The original Blade Runner has an overarching narrative that ends up being fairly simple. It sends Deckard off on a breadcrumb-quest to ‘retire’ replicants. It is a movie shaped as much by its style and themes as it is by the plot, which compliments the minimalistic approach.
And although 2049 finds its narrative built off the foundation laid out by the original, it is more ambitious, and far less repetitive in its investigative approach, and has more than one aspect of the movie to follow at once. It retains specific mysteries while creating new ones, and manages to do a good job standing alone.
One main aspect of the 2049 that falls short of the original is the score. Vangelis created a synth-driven, jazzy score that stood out as a main element. It still stands peerless in the sci-fi genre in comparison to the approach Villeneuve took.
Although just like in his recent work in Dunkirk, Hans Zimmer's composition references the original 1982 score whilst subtly forming its own being. The singular thumping gunshot percussion that opens the 1982 film is present and beats through this film like a foreboding advance of fate as other themes reoccur to recreate a sense of melancholy and loss. Zimmer is perfectly able to honour the original score, while placing his own signature, bombastic mark on the film.
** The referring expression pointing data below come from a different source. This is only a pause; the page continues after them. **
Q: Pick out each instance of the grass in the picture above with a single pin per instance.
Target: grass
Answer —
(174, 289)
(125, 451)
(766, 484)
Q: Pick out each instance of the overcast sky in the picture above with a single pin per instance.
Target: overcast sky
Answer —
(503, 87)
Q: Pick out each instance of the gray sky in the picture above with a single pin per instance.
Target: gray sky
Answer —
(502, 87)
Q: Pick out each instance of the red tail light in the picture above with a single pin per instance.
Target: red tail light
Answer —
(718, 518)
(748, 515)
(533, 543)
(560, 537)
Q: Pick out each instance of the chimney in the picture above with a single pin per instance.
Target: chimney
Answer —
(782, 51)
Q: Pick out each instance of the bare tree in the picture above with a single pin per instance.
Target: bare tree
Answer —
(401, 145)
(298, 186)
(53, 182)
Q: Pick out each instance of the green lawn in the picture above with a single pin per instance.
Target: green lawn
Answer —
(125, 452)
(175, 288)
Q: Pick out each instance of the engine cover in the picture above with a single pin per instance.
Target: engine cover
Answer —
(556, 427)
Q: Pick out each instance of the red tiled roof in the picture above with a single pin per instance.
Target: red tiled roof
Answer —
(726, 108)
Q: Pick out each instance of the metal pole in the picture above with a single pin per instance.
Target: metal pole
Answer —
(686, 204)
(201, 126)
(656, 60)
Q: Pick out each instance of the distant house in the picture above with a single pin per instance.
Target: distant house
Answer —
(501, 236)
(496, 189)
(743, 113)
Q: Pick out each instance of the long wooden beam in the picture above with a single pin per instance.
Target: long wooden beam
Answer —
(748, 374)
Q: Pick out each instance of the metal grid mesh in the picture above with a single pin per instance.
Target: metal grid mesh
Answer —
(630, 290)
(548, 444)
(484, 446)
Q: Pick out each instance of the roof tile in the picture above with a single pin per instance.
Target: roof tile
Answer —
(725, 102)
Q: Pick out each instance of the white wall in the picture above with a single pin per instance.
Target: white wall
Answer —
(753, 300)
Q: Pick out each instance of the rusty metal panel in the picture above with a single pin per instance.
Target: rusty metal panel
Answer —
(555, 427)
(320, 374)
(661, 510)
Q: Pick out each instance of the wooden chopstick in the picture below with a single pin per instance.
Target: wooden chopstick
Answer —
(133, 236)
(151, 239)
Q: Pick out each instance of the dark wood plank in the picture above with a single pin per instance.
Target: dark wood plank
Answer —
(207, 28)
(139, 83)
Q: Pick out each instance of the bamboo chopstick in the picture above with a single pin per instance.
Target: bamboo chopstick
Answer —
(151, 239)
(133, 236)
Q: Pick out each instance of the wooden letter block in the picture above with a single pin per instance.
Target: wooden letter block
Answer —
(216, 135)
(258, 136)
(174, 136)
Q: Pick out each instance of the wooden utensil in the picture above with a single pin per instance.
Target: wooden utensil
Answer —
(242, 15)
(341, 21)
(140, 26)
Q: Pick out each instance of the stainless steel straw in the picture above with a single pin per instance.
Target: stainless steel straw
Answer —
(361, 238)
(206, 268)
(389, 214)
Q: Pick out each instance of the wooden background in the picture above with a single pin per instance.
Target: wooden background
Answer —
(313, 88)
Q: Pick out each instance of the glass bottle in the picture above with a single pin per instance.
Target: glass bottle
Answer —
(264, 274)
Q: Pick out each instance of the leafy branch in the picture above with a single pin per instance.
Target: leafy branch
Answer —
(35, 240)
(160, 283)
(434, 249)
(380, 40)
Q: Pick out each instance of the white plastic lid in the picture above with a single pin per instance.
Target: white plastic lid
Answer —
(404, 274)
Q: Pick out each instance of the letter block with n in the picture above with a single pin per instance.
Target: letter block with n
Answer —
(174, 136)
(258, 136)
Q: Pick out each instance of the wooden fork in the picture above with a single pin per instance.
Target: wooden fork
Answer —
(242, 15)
Blade Runner 2049 is not the film audiences have grown accustomed to watching. The pace occasionally puts the plot in the foreground and some story elements are introduced only to drift away to the land of potential sequels. It can easily be misunderstood because it requires consistent attention, a markedly different experience then the action movies we have grown accustomed to watching that feature little more than intervaled explosion scenes. But Villeneuve has managed to create a thoughtful piece of sci-fi, which surpasses the gravitational pull of its inspiration to become a vast improvement of Blade Runner.